The judge said that Mr Metuh failed to explain the transfer of N50 million from the N400 million to the joint account of himself and his wife
“It is, therefore, manifestly clear that the defendant converted the money for PDP campaign activities and I find him guilty and is hereby convicted accordingly,” the judge declared.
On count three which bordered on concealment of funds, Justice Abang held that the e-payment mandate showed that the money was released for security services but was concealed and used for PDP campaign activities and personal use.
“I hereby find him guilty and convicted on count three,” Mr Abang ruled.
On count four, which bordered on the allegation of illegal disbursement of funds, the judge said the prosecution placed credible evidence before the court, which showed some of the unlawful acts of Mr Dasuki as the NSA while in office.
According to the judge, “The first defendant was desirous of repositioning the PDP and he deployed the funds for that purpose and personal use.”
Mr Abang also noted that the meeting wherein Mr Jonathan allegedly authorised the payment was tagged a ‘security meeting’.
The judge said he wondered why only the former NSA and top PDP officials attended the meeting, yet Mr Metuh claimed the money was expended on special national assignment.
Mr Abang stressed that the first defendant was not a witness of truth.
In furtherance, he said, “I agree with the prosecution that Metuh’s claims are tissues of lies hurriedly put in place to divert the attention of the court from prying into the disbursement of the N400 million received from the office of the NSA through an under the table agreement.
“It is a case of public funds filtering into private hands for selfish reasons.”
The judge then held that the N400 million was never released for a special national assignment based on the evidence before him.
“Therefore, I find the first and second defendants guilty on count four,” he ruled.
In his judgement, Justice Abang said he has considered the arguments of the defendants on counts five and six which deal with making cash transactions above the statutory threshold of N5 million for individuals and N10 million for corporate bodies.
He said, “I agree with the prosecution that the defendants committed the offence by handing over raw cash of $2 million dollars to a Bureau de Change (BDC) operator to change same into naira.
“From the evidence placed before me, the BDC is not even a registered operator. The transaction is, therefore, undocumented and runs contrary to the Anti-Money Laundering Act.”
“I agree with the prosecution that the $2 million and part of the N400 million received from the office of the NSA was used to acquire properties in Lagos,” he added.
According to Justice Abang, the transaction as regards counts five and six was clearly in excess of the statutory threshold, whether the money belonged to the defendants or not, and Mr Metuh failed in his defence to disclose the source of the $2 million.
“I hereby find the first and second defendants guilty on counts five and six,” he held.

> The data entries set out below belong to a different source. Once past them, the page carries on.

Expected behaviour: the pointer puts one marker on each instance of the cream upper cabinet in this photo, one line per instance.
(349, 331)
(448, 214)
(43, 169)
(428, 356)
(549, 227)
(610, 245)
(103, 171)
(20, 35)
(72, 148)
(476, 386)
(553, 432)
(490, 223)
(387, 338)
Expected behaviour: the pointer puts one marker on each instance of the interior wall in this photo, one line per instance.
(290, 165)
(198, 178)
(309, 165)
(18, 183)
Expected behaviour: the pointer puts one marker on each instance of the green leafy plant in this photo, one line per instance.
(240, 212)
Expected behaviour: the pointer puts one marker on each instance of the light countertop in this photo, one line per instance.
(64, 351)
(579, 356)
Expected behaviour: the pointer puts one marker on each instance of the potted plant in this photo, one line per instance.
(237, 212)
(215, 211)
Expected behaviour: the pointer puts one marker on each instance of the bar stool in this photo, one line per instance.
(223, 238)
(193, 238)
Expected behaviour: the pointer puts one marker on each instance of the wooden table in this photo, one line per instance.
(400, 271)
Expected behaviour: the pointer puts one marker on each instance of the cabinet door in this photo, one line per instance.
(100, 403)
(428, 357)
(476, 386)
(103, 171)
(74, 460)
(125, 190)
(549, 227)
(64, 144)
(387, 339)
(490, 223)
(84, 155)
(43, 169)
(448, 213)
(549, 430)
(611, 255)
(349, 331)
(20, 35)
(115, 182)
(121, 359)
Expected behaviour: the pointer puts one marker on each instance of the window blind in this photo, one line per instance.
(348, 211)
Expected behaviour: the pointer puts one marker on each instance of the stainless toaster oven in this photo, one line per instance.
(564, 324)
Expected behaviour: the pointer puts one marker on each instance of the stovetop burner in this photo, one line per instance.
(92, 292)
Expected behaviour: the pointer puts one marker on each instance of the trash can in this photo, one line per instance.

On the count seventh of the charges which bordered on the transfer of funds to a PDP official, Tony Anineh, the judge held that the transfer of N21.7 million to Mr Anenih for a special national assignment directly represented the illicit nature of the fund.
“I have again considered the position of the prosecution and found that the prosecution proved the transfer of N27.7 million to Chief Anthony Anenih, and I hereby find the first and second defendants guilty on count seven and are hereby convicted,” the judge ruled.
The judge was yet to sentence Mr Metuh at the time of this report.